Thus from a mixture of all kinds began,
                  That het'rogeneous thing, an Englishman:
                  In eager rapes, and furious lust begot,
                 Betwixt a painted Britain and a Scot.

Thus Daniel Defoe, author of Robinson Crusoe, in 1701 reviewed a “mongrel half-bred race”: an amalgam of the “Scot, Pict, Britain, Roman, Dane,” and later of French and Flemish, that formed the English nation (and the fattest dictionary in the world). Study of earlier English texts thus corresponds remarkably to the current state of English today: a global language, continually enriched by peoples of distant and diverse origins. Nobody has ever owned the English language, or its literatures. But there have been attempts to make the language serve purposes of state— “the King’s English”—and to regulate its usage. This course pays tribute to the wonderful generic and linguistic variety of pre-modern English—and to imaginative texts that have inspired poets and novelists such as Seamus Heaney and Philip Pullman.

Ironically, the text regarded as point of origin for English literary tradition—compulsory reading for English majors in England until very recently—is Beowulf, a tale set not in England at all, but in Germanic and Scandinavian territory. Marie de France, who tells of werewolfs, magical ships and expiring lovers, lived in England but was de France and wrote in French, the language of the ruling class (for three hundred years). The great romance Sir Gawain and the Green Knight combines French courtliness with native, Anglo-Saxonish vigor to produce one of the great psychological masterpieces of the language. Geoffrey Chaucer’s most compelling creation is his Wife of Bath; the quest in her tale for what women most desire recently inspired Wendy Steiner’s Freudian opera The Loathly Lady. Chaucer’s fictional medieval Wife bears striking resemblances to a real one: Margery Kempe, a housewife who mothered fourteen children before traveling to Jerusalem; she returned to tell all in her Book of Margery Kempe, the first autobiography in the English language.

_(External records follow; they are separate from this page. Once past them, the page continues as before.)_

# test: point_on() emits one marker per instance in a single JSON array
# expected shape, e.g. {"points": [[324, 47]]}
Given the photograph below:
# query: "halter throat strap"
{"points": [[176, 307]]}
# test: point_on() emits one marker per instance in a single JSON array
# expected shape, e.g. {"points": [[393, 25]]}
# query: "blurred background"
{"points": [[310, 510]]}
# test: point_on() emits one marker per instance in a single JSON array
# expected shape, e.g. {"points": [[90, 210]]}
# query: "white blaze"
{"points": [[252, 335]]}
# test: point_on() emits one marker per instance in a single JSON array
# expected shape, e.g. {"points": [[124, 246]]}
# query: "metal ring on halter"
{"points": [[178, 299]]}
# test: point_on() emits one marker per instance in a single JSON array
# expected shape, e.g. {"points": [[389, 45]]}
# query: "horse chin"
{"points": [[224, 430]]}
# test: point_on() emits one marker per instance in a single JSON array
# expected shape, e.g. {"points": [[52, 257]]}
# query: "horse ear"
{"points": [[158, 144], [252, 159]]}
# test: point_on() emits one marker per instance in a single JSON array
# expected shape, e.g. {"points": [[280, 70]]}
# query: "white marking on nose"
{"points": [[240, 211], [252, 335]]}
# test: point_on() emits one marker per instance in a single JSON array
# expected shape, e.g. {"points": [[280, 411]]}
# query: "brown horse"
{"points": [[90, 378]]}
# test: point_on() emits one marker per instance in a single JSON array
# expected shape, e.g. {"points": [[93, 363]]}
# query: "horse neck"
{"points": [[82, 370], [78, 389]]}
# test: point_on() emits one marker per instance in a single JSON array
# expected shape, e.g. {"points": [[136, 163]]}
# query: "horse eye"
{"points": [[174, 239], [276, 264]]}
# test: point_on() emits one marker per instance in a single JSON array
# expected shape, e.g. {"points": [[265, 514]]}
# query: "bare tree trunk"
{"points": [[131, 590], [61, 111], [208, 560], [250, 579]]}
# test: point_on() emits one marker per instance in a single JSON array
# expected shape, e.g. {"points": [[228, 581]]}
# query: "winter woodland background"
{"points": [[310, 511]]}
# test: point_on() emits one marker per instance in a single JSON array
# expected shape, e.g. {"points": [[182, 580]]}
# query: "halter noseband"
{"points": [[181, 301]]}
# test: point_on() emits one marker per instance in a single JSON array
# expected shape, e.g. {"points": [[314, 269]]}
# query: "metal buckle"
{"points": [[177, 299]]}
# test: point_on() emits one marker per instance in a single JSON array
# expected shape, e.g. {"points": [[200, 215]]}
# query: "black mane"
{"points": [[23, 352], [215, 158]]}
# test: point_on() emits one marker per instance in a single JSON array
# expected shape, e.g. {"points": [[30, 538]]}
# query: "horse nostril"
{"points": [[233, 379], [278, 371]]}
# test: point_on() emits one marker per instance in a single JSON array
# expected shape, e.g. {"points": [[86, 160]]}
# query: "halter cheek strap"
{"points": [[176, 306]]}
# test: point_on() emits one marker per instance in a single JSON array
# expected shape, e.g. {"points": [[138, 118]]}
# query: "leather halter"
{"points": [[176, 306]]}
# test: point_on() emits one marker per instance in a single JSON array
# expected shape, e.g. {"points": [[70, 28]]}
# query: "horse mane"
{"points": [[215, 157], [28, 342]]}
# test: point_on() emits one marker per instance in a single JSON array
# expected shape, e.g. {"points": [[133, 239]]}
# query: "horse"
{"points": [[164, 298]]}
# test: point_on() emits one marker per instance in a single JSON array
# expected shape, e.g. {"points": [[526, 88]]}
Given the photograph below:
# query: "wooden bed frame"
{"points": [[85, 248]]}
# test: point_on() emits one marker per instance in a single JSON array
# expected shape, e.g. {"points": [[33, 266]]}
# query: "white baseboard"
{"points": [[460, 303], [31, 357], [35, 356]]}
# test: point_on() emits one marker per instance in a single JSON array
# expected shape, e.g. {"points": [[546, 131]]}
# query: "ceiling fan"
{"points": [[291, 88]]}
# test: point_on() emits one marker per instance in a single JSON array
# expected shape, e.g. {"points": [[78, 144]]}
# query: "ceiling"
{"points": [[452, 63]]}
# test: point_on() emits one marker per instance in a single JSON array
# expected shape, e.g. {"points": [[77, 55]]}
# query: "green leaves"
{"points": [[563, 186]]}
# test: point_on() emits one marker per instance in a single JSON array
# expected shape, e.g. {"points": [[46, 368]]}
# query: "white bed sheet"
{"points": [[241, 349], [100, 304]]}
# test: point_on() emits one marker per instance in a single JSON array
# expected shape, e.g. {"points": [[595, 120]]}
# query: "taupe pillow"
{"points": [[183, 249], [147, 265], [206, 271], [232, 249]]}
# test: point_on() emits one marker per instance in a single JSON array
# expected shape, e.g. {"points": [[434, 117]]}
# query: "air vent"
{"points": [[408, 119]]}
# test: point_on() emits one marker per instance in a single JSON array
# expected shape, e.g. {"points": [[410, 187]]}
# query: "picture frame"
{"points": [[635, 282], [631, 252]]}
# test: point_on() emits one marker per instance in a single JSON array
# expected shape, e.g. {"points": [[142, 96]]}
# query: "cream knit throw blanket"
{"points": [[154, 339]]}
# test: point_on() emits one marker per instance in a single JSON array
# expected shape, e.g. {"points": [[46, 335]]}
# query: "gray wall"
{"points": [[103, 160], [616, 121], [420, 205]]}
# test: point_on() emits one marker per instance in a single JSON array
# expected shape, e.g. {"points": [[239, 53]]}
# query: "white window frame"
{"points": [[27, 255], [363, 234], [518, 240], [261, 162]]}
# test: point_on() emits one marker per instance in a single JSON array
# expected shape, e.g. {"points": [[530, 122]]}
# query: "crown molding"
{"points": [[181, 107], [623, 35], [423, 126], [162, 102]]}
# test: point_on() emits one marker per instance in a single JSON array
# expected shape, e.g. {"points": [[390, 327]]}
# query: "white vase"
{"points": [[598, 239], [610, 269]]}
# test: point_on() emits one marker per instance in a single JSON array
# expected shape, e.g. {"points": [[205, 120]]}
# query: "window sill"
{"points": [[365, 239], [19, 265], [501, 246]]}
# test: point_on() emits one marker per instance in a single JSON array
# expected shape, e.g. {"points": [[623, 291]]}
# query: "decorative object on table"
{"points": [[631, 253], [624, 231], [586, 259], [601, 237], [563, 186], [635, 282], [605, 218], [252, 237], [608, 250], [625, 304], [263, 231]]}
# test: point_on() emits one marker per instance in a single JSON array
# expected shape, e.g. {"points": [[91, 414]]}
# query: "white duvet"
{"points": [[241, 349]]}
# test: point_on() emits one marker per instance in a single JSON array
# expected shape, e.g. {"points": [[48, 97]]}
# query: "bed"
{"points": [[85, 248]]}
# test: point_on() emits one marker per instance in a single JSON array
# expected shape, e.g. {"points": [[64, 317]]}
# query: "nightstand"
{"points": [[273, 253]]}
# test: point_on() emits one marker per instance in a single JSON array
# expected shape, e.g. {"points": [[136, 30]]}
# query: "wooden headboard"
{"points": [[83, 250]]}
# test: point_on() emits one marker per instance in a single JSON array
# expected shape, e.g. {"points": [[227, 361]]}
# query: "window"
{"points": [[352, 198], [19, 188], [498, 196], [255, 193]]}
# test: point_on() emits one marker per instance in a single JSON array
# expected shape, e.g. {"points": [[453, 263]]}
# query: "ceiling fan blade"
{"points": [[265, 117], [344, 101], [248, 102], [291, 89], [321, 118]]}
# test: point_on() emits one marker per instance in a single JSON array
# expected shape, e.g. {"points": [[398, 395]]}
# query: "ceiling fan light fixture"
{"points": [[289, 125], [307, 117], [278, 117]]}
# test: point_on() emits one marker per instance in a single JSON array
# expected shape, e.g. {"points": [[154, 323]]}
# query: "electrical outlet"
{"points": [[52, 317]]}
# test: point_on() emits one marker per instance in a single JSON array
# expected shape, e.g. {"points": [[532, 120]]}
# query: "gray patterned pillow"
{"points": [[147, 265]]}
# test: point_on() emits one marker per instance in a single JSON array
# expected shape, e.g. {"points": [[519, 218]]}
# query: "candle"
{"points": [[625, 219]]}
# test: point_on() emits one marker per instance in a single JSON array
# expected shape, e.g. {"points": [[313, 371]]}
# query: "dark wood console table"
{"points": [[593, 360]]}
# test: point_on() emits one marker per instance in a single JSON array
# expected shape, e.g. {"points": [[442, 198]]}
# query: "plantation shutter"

The religious Reformation of the 1530s saw England turn from a thousand years of Catholicism (and Celtic Christianity before that) to Protestantism. Poets now needed both to disavow this “superstitious” past while yet saving selected parts of it for the new English Protestant nation. Preeminent here was Edmund Spenser, refashioning the knightly quest to seek Gloriana—the glorious Elizabeth I—among the perfidious deceptions, the smells and bells, of Catholic power. Shakespeare, Elizabeth’s greatest playwright, looks to an enchanting past in A Midsummer Night’s Dream and to an uncertain future in Macbeth, a play to please the new monarch, James VI of Scotland (and James I of England). James’s son, Charles I, marries a Catholic, develops theories of absolute monarchy, and is beheaded by forces of parliament in 1649. We thus end in civil war, a time as poignant and defining in English memory as the American conflict of 1861-5; the sensuous and sometimes surreal poetry of royalist Andrew Marvell thus battles the fierce, dark materials energy of blind puritan parliamentarian, John Milton.

Examination will be by a series of essays and quiz or two; there are no current plans for a midterm or final.